CHAPTER 1 THE PROBLEM
1.1.
INTRODUCTION
Heavy metals such as lead, zinc, copper, can often be found in industrial wastewater and their discharge to the environment poses a serious threat due to their acute toxicity to aquatic and terrestrial life which includes humans. As a result of increasing industrialization more heavy metals are continually released to the environment and this has prompted environmental engineers and scientists to think of better methods by which heavy metalbearing
wastewaters can be treated effectively and economically. The most used way of
removing heavy metals in wastewater is through the use of activated carbon which is used as an adsorbent. This is due to the adsorptive properties of activated carbon(Cecen & Aktas, 2011).
Agricultural by-products represent a considerable quantity of harvested commodity crops. The use of by-products as precursors for the production of widely used adsorbents, such as activated carbons, may impart a value-added component of the overall biomass harvested. In most developing countries, the activated carbon is imported at high cost, limiting the quantities of safe drinking water available to the people (Gray, 2010, p.72).
In recent years, there has been research focusing on the use of appropriate, low cost technology for the treatment of drinking water in the developing world. Research has also been focused on the indigenous production of water treatment chemicals using locally available raw materials. Generally, the raw materials for the production of Activated Carbon are those with high carbon but low inorganic contents such as wood, lignite, peat and coal.
Activated carbons form a large and important class of porous solids, which have found a wide range of technological applications. The characteristics of activated carbon depend on the physical and chemical properties of the precursor as well as on the activation method. In addition to the starting material and the oxidizing agent, activation time and temperature affect the structural properties of the resulting activated carbon (Hassler, 2009).
A wide range of carbonaceous materials can be used as the carbon precursors such as coal, peat, wood and various agricultural by-products. Recently, agricultural by-products have received an increasing attention for the production of activated carbon due to their lowcost, renewability and wide prevalence (March & Reinoso, 2006). The production of valueadded products such as activated carbon will enlarge its application, reduce waste materials and generate income to rural communities in Valenzuela.
Heavy metal contamination exists in aqueous waste streams of many industries such as metal plating facilities, mining operations and tanners. Activated carbons were used as adsorbent materials because of their extended surface area, microporous structure, high adsorption capacity and high degree of surface reactivity. Furthermore, the presence of different surface functional groups on activated carbon, especially oxygen groups, leads to the adsorption of ions of heavy metals (Ilango, 2012, p. 22).

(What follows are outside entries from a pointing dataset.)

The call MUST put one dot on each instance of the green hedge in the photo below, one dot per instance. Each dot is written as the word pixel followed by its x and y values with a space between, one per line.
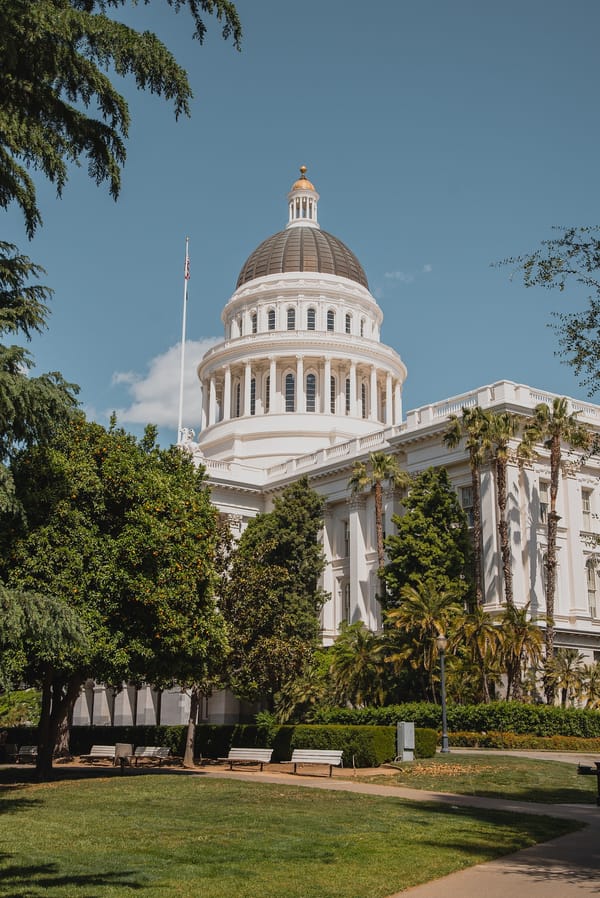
pixel 514 717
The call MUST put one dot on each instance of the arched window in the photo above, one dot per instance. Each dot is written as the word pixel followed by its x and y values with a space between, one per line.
pixel 290 393
pixel 311 393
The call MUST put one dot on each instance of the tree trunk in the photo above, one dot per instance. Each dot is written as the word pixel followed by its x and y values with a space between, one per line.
pixel 503 531
pixel 188 756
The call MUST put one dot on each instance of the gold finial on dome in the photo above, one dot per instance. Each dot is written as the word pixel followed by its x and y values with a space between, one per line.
pixel 303 183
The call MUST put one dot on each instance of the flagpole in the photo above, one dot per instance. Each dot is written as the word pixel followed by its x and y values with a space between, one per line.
pixel 186 277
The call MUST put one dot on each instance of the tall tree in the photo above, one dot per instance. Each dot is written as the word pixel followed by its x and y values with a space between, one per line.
pixel 431 546
pixel 552 427
pixel 570 263
pixel 380 468
pixel 30 407
pixel 500 429
pixel 124 534
pixel 471 427
pixel 272 599
pixel 55 56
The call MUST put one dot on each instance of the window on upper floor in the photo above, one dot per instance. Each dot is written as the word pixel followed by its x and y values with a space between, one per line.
pixel 586 509
pixel 290 393
pixel 466 501
pixel 311 393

One of the fastest growing research areas is the environmental applications of activated carbon, such as wastewater treatment. In the treatment of wastewater, it is used for purification, decolorization and the removal of toxic organics and heavy metal ions. year Chernicharo and Sperling (2005) stated that the demand of activated carbon increased over the years and the market growth was estimated at 4.6 % per. This demand can be satisfied considering the large number of raw material available for the production of activated carbon (Bansal, & Goyal, 2005). The aim of the study was to produce activated carbon from local agroforestry wastes and assess the efficiency of the produced carbons in removing dyes and metal ions from wastewater.
The researchers decided to use corncobs as the source of activated carbon to be used in the adsorption of heavy metals present in the waters of Manila Bay, this is because corncobs are widely available and inexpensive macromolecular waste in the agriculture in the Philippines. Bandosz (2006) studied the thermochemical reaction between corncob and CA and obtained a modified corncob, which had a large cation exchange capacity than natural corncob.
Chemical analysis of the corncobs showed that it mostly consisted of 38.4%, cellulose; 40.7%, hemicelluloses; and 9.1%, lignin. Modified ground corncobs using either 0.6 M CA or phosphoric acid have improved natural adsorption capacity.
Physical and chemical agents generated by human activities may often have various adverse effects on both aquatic and terrestrial Iife. Lead is an ubiquitous material in the environment and its presence in varying concentrations can be found in diverse locations. The Water Environment Federation (2010) reported that human exposure to lead has harmful effects on kidney, central nervous and reproductive systems.
Air, food and water generally do not usually contain large amounts of lead, however excessive contamination of these natural sources by industrial activities can result in continuous toxic levels of exposure and consequently clinical poisoning (Ilango, 2012). In order to develop poisoning from organic lead, one has to be continuously exposed to concentrations higher than those in the general environment for some week or months. Lead exposure has both acute and chronic effects (Hassler, 2009).
Another pertinent health problem of lead is bioaccumulation or magnification, which may elevate its concentration to toxic levels (Ilango, 2012). National Research Council Canada reported that fish could absorb lead through their body surface and the food they consume. As a case study the liver of sea bass caught near California Coast at Los Angeles was found to contain about 22 ppm Pb which is considerably higher than the permitted level of 10 ppm for human consumption and twice as high as the concentration in fishes found 300 km away; the major* of the lead was attributed to automotive aerosol (Bandosz 2006).